The magic words from Babe kept flowing through my head like a mantra while my daughter Selma, my mom, and I walked around Maryland Sheep and Wool festival on Sunday, May 7th, 2006.
The festival is the oldest event of its kind in the country. It is held at the Howard County Fairgrounds, and normally runs the first weekend in May. For most fiber lovers in the DC, Virginia, Maryland, and even Pennsylvania, it’s an annual pilgrimage. Last summer I moved to Takoma Park, Maryland. One of the first things I did was attend the monthly Stitch n *** at the Savory Café. It was the last Thursday in May, and everyone was flush with their purchases and T-shirts from “Sheep and Wool.” I quickly learned that this event was one not to be missed.
This year, I went with my mother and daughter, Selma, in tow. We chose Sunday because we’d heard that Saturdays the crowds could be unbearable. Most of the folks I know were going both days. “You’re not going on Saturday?” they’d say incredulously. “Sometimes all the good stuff sells out on Saturday morning!” All the better, I thought, since I was trying not to buy too much. “Sunday can still be very crowded,” someone said.

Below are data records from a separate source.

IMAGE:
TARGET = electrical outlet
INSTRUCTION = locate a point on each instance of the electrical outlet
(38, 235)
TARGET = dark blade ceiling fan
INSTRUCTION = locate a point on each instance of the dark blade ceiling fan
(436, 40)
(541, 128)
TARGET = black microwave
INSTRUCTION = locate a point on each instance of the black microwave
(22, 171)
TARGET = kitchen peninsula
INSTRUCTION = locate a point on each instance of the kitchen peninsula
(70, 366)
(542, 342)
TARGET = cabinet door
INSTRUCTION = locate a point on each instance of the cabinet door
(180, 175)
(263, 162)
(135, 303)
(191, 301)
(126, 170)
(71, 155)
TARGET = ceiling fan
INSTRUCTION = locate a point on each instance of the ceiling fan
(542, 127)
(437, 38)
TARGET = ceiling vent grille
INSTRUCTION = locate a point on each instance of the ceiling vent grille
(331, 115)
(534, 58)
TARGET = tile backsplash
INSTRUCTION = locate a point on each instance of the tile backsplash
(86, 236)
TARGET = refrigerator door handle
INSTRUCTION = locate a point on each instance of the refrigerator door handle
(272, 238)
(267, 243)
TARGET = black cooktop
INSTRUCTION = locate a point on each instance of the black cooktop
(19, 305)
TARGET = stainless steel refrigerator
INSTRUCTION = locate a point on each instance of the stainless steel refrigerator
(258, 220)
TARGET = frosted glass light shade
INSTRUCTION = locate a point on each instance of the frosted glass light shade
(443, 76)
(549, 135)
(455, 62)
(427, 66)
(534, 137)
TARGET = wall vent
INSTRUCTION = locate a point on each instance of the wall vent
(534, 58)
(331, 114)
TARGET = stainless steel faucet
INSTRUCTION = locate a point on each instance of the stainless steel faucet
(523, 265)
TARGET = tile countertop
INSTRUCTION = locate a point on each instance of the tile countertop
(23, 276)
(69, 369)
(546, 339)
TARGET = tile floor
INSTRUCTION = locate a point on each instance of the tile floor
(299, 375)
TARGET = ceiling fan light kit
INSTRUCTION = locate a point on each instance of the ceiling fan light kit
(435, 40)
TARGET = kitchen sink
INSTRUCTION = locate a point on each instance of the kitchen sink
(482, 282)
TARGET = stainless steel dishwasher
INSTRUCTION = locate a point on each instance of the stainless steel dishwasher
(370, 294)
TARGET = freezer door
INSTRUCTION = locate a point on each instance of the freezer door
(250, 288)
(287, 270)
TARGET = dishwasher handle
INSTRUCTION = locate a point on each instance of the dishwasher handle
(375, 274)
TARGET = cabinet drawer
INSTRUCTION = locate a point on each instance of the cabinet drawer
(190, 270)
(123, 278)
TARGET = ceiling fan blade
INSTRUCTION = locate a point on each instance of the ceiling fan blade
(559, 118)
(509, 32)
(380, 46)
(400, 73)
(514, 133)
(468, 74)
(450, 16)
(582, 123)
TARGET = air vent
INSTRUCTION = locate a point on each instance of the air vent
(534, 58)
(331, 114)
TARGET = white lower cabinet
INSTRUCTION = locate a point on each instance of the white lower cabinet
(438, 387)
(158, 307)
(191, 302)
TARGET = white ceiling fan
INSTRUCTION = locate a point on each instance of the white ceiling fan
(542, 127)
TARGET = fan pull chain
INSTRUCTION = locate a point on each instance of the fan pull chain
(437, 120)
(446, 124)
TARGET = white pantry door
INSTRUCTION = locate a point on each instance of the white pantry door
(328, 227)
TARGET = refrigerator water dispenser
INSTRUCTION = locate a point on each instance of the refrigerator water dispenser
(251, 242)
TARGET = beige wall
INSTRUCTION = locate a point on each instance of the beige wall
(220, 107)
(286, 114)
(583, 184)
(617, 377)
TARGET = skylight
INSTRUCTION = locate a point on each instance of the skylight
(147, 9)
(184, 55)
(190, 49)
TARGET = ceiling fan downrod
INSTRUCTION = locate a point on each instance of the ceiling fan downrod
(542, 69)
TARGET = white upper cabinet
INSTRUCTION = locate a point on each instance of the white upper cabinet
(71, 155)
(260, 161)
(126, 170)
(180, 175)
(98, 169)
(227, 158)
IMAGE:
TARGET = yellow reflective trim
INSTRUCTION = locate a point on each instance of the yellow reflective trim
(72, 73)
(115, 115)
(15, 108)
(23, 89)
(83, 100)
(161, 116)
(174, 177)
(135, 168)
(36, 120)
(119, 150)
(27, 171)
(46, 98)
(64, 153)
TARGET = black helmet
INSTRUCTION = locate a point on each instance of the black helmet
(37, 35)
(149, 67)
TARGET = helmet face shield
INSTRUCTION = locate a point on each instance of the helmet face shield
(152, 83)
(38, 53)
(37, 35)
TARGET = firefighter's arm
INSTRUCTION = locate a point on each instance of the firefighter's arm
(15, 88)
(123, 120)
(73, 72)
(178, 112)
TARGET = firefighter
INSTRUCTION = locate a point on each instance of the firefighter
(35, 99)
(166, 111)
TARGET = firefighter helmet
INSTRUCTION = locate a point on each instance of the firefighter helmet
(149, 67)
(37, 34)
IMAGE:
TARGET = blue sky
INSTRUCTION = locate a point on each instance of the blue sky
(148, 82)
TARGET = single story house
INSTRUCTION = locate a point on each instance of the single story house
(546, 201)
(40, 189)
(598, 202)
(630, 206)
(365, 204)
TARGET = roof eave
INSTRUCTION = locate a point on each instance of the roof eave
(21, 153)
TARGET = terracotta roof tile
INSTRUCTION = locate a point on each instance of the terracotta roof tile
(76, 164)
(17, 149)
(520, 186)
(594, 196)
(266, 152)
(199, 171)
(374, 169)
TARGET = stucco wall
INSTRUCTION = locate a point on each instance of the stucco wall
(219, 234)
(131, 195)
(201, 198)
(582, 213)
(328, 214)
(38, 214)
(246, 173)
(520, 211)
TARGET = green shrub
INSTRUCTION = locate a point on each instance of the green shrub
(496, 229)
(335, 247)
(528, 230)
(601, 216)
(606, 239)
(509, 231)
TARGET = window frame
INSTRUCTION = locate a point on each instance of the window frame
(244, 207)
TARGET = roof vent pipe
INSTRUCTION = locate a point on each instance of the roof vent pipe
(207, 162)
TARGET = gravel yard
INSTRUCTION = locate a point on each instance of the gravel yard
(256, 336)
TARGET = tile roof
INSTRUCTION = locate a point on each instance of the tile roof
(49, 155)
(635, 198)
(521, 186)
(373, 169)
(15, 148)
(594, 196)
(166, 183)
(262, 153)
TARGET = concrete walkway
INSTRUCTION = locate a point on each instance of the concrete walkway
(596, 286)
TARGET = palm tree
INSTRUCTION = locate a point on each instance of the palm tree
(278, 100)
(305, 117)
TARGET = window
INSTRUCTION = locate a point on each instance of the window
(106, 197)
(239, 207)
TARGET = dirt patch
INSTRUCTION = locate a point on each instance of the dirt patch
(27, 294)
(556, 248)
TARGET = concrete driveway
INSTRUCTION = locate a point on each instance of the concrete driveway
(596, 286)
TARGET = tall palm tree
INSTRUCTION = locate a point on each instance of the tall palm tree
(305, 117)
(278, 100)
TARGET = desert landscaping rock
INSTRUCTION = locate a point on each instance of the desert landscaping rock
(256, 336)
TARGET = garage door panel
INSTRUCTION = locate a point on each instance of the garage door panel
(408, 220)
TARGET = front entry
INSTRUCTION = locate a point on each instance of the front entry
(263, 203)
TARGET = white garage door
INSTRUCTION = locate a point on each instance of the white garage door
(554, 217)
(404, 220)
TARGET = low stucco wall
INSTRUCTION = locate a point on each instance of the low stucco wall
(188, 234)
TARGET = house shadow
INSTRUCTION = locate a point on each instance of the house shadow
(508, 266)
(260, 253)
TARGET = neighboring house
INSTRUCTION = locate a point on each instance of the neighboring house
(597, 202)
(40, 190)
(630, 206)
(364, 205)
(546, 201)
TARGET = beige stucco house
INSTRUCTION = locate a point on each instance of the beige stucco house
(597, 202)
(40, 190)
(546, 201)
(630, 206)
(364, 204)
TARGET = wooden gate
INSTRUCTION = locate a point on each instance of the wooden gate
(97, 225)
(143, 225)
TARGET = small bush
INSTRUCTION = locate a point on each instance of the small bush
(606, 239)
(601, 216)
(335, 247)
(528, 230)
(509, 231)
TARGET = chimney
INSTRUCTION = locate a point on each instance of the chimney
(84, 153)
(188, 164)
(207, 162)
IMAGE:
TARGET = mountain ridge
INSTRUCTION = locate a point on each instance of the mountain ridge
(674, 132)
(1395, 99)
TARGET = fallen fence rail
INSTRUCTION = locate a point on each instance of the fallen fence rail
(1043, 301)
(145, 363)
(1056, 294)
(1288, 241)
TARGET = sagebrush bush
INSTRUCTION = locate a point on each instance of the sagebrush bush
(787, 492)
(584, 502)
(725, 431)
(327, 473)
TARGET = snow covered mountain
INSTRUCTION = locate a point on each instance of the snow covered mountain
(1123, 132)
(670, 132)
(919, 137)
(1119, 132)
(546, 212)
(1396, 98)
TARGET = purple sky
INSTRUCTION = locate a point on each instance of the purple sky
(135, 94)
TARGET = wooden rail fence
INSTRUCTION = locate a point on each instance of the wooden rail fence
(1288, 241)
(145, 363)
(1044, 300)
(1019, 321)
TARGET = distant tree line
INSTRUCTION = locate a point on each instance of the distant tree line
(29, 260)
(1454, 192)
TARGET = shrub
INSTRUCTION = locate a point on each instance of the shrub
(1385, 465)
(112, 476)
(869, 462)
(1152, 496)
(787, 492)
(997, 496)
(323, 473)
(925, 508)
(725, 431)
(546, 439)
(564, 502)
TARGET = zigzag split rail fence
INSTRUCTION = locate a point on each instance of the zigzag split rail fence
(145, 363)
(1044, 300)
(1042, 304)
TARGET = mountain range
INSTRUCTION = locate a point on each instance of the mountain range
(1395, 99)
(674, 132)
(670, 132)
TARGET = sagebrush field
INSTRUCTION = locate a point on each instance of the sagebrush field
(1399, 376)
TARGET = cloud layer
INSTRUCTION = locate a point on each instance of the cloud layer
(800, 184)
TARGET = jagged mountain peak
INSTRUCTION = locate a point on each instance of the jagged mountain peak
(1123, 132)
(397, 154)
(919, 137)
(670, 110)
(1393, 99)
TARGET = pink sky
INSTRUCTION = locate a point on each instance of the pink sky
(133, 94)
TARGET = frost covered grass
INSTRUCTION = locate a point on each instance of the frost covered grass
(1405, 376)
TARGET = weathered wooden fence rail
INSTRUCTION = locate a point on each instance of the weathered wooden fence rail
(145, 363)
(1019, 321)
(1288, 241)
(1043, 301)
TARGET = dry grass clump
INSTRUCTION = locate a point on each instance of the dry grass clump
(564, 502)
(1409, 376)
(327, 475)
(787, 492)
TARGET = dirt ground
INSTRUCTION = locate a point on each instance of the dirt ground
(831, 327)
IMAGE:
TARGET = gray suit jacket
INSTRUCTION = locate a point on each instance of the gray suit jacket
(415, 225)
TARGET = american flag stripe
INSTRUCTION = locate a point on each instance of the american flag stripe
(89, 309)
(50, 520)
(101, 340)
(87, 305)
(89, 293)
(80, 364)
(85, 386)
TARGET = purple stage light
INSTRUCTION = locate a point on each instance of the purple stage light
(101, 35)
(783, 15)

We did not get an early start. After an hour’s drive, we arrived at the fairgrounds around noon. The crowds were light, but folks were actively looking and buying. I told Selma that it would be like a state fair without the rides, but there certainly would be ice cream and lemonade. It was like a state fair – for fiber addicts. Barn after barn of displays, and every type of yarn you can imagine. The festival features small, local producers, like Kiparoo farms and Dancing Leaf Farms; both produce beautiful fibers from animals they raise themselves.
In a large tent filled with Navajo rugs, wool and weaving, tribe members demonstrated uses for the amazing colored wool produced by the famed Navajo-Churro sheep.
A woman covered in turquoise jewelry was carding wool. A man used a drop-spindle so adeptly, it seemed as fast as a spinning wheel. A third was weaving an intricate rug.
As we moved through the fairground we found the animals. Sheep of every variety you could imagine – rare varieties like Jacob sheep, and more common ones like Shetland sheep, merino sheep. Many I had never even heard of before. Some had been shorn; some had full coats. There were suckling babies and large mama sheep, as well as rams – some with 2 full sets of horns.
There were Llamas and my current favorite type of wool producer – Alpacas.
A baby mohair goat slept in his farmer’s arms. “A rough life,” I said to the farmer. “Just be sure when you’re snuggling a goat that you let its butt hang off your lap,” he replied. “They poop in their sleep.” I’ll keep that in mind, I thought, imagining the goats from South Africa who grew the mohair from Be Sweet that I had on my hook.
The animals that completely captivated me on Sunday were the Angora bunnies. Maybe it’s because they seemed the most domesticated – almost like cats. They sat peacefully on their owners’ laps. They eagerly received pets from children, and they were just so soft. I learned, much to my surprise, that an Angora rabbit is the only animal whose wool can be spun directly off the animal.
Ancient sheep used to “molt” or shed their fleece twice a year, but they’ve been bred over eons to keep it on so it can be shorn all at once. Angora wool grows at the breakneck pace of an inch a month. They’re ready for spinning every 3 months. And because the wool just falls off, there’s no need to shear them. The spinner just gently pulls off the clumps. This also saves the bunny from icky hairball problems. So, it’s a win-win.
Selma and my mom wandered off to look at more animals and find some kids’ activities while I cruised quickly through the yarn barns. Everything was great to touch and see: gorgeous hand-made buttons, spinning wheels, roving, fleece, needles, notions, and yarn. There were some beautiful blends. Most interesting to me were the tencel blends. Tencel gives a great sheen and drape to the yarn. Even though I’m supposed to be on a yarn diet, I bought a few balls here and there – more like “souvenir” yarn than yarn with any real purpose. And, of course, I bought a small ball of 100% angora that I believe is destined to be turned back into a bunny – amigurumi-style.